Keanu Reeves says that digital "could" replace traditional film. However, by 2012, I am fairly confident that there was no "could" -- digital had become the more common way to shoot a film. (Although, this may be more on the low budget end -- they offer plenty of big name films from the last five years that are still on film.)
I appreciated learning that digital cameras not only affect the finished product, but actually the process, too -- even the actors. The natural breaks of switching rolls every ten or so minutes are removed, which results in Robert Downey's mason jars of urine.
The rise of CGI is covered, which is both a good and bad thing. Bad CGI is far too common and a weak replacement for practical effects. But good CGI is a major boon, and as the industry progresses, this could result in some impressive things.
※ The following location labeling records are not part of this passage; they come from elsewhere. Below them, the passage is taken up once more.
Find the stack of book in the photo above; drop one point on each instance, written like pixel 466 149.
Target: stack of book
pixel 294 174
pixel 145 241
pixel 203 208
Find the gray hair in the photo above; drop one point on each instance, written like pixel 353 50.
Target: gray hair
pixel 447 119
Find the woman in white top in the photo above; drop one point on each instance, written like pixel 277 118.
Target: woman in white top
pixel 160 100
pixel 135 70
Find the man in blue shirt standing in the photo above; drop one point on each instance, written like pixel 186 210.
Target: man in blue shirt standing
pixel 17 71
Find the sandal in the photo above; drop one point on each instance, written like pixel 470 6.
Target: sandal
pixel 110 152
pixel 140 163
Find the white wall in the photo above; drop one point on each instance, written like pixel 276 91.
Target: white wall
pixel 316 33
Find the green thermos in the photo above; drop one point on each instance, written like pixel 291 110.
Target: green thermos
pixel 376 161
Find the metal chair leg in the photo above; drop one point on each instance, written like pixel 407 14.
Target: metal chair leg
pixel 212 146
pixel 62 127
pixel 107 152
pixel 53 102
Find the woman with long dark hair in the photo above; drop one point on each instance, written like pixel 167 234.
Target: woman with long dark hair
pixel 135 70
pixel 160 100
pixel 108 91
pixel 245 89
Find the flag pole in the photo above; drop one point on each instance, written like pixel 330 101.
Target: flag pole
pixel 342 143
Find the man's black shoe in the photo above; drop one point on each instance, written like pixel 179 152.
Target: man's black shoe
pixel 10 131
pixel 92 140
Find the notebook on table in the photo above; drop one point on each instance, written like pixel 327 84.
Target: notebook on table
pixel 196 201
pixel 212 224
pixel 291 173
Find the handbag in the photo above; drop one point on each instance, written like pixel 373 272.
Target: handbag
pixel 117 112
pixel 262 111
Digital as a whole is growing and evolving -- we learn of David Fincher's role of making cameras lighter during "Social Network". We learn that "Slumdog Millionaire" was the first digital film to earn an Oscar for cinematography (but certainly not the last). George Lucas seems overly enthusiastic about the rise of the digital movie, and we all know how he has abused computer technology. But his overall point is right -- we are at the beginning of a new technology, and only by jumping aboard ship will it get better.
I do love that everyone thinks 3-D will burn out, as it is a joke or a gimmick for money. Could not agree more.